The global economy is being weighed down by a debt problem that took over two decades to create. The leverage that has been built up in the system will not unwind for years to come, and it will continue to lead to significant uncertainty and market volatility. Over the past 35 years, global policy has been to increase sovereign debt with each problem. We believe that sovereign balance sheets do not have room for further expansion. The inability for sovereigns to lever-up leaves economies venerable to exogenous shocks. This risk of shocks will force monetary policy all over the global to remain accommodative.
As central banks drive down short-term rates to deal with high debt levels and low growth rates, investors have to go out the risk spectrum in search of yield.
As sovereign debt is losing its perceived "risk-free" label, we think that investors should focus on generating yield from high-quality dividend stocks. As opposed to government bonds, which simply provide a fixed rate of return over bonds held to maturity, corporate management teams are focused on building shareholder value. We remain defensive and advocate an income portfolio focused on:
- High quality, low beta dividend stocks - As shown in the table below, PE ratios remain modest for many high quality U.S. companies, and our focus is on companies that have pricing power and can survive in a low growth environment.
- High yield stocks that will perform in a slow growth, low interest rate environment (e.g., mortgage REITs). We currently believe that agency mREITs offer investors the best risk reward in the space. Note: We recently wrote a more detailed article advocating mortgage REITs in a slow growth environment (High Yield In A Slow-Growth World: Mortgage REITs).
Below is a sample list of high-quality stocks that should continue to generate stable income during the "Great Deleveraging."

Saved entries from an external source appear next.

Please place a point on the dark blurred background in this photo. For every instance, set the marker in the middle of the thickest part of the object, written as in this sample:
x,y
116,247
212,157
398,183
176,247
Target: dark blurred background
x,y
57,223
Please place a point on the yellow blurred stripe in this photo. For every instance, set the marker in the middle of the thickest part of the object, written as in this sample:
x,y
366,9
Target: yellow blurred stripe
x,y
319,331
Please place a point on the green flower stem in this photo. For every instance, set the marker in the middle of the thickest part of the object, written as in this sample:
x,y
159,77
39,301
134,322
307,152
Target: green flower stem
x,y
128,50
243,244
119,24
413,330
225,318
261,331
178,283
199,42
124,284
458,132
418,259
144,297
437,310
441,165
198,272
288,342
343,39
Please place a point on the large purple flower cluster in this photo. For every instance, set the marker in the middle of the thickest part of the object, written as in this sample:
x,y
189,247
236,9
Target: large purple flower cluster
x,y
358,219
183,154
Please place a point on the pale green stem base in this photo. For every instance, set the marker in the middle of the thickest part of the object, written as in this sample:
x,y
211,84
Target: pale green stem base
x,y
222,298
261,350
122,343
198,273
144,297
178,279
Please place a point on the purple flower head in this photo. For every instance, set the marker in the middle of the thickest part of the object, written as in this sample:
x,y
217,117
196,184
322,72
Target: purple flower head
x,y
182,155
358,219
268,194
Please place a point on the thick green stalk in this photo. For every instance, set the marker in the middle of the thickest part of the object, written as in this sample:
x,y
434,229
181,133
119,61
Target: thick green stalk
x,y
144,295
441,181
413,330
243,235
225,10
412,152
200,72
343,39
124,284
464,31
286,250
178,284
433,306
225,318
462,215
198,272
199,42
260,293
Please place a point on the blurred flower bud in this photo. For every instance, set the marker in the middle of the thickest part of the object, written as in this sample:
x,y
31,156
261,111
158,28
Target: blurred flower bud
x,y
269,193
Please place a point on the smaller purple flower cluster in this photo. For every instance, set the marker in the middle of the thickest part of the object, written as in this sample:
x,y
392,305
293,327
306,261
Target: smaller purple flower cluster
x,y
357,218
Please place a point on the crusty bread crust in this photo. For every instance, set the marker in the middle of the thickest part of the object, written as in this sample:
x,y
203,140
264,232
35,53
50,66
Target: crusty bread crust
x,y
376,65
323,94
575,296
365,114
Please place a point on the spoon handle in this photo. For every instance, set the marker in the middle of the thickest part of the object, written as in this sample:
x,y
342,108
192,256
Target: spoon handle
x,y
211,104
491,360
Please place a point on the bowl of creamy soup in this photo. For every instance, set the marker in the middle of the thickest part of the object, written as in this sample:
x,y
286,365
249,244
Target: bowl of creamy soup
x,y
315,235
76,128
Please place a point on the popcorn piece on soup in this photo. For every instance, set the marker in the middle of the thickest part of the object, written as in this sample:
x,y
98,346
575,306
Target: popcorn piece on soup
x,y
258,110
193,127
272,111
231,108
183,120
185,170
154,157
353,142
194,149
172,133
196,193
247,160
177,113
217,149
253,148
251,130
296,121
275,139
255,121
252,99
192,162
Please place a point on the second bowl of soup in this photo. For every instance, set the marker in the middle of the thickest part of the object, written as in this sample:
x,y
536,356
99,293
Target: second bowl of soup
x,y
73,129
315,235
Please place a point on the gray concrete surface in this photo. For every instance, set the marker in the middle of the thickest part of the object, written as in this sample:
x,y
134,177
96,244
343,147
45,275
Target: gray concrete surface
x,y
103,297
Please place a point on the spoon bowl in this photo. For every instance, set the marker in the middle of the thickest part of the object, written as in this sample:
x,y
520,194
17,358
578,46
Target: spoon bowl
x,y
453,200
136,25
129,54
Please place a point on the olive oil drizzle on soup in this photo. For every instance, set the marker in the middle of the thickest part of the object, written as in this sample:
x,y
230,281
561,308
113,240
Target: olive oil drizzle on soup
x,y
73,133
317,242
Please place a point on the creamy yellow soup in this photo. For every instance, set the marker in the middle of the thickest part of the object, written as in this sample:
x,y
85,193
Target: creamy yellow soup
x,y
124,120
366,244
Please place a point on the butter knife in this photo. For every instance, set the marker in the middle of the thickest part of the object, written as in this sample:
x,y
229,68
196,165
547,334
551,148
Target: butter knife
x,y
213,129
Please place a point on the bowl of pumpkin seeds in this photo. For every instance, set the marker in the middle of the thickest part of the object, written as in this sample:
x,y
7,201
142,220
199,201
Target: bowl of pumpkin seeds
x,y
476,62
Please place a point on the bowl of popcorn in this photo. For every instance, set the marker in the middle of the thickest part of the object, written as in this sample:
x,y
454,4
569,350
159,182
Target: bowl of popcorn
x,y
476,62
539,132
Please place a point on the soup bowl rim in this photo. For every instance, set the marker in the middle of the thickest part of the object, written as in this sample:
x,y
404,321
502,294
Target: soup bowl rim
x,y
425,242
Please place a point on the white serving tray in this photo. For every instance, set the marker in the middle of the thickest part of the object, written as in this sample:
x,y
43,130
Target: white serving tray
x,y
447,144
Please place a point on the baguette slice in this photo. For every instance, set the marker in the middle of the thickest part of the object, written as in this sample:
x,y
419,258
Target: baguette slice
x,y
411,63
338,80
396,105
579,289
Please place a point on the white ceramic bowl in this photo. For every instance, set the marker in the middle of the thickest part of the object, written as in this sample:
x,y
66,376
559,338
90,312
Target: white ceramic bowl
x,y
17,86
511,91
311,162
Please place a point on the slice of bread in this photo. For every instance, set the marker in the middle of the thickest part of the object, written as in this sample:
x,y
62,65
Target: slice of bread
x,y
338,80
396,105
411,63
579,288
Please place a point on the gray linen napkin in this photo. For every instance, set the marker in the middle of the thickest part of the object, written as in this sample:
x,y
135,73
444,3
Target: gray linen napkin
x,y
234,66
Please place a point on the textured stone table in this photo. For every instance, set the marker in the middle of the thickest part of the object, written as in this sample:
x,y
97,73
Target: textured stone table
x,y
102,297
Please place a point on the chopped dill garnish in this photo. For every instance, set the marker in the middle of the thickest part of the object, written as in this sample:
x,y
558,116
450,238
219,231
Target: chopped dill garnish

While this is not an exhaustive list of high-quality dividend stocks, this sample portfolio would yield 5.9% with an average beta of 0.43. In addition, all of these stocks are in defensive industries and they have P/E ratios below 20.
Due to the current market rally (which we believe will be short lived), investors should consider waiting for a pullback in these stocks to enter a new position or to add to an existing position.
Most of the stocks above are currently in a positive uptrend. As such, investors should be looking for near-term areas of support as potential entry points. Below are a couple of examples:
Abbott (ABT) should get some decent support at the $54.00 level. As shown in the chart above, the stock recently broke below the 50-day moving average and it is entering the high-end of our "buy zone." Additional support will likely be found at the 200-day moving average ($52.09).
Buy Zone: $52.00-$54.00
Altria (MO) has been trading in an upward range the past few months, and we believe that this trend will continue for the stock as investors continue to seek good risk-adjusted yield in a low interest rate environment. That said, the stock should continue to get downward support around the 50-day moving average ($28.82), and we think that investors should consider buying MO on any further dips.
Buy Zone: $27.25-$28.25
Annaly Capital Management (NLY) recently broke above the top part of its recent trading range. This breakout was driven by the Fed's recent announcement to keep interest rates low through the end of 2014, which is positive for mREITs. Since then the stock has retreated as the company announced that spreads have narrowed (due to a reduction in leverage). The stock should get near-term support from its 50-day ($16.28) and 200-day ($16.26) moving averages.
Buy Zone: $16.00-$16.50
While AT&T (T) has been range-bound the past few months, the stock traded back above $30.00 a few weeks ago for the first time since July. Even though the stock is now consolidating in the $30.00 area, we think that AT&T will continue its long-term uptrend, and we would be a buyer on any further dips. The 50-day and 200-day moving averages are converging around the $29.00 level, and we think that the stock will get very strong support here.
Buy Zone is $28.25-$29.25.
Southern Company (SO) is in a very strong uptrend, and we think that it should continue on this path for the foreseeable future. The stock is currently getting support at the 50-day moving average ($44.58) and we would be a buyer on any further pullback.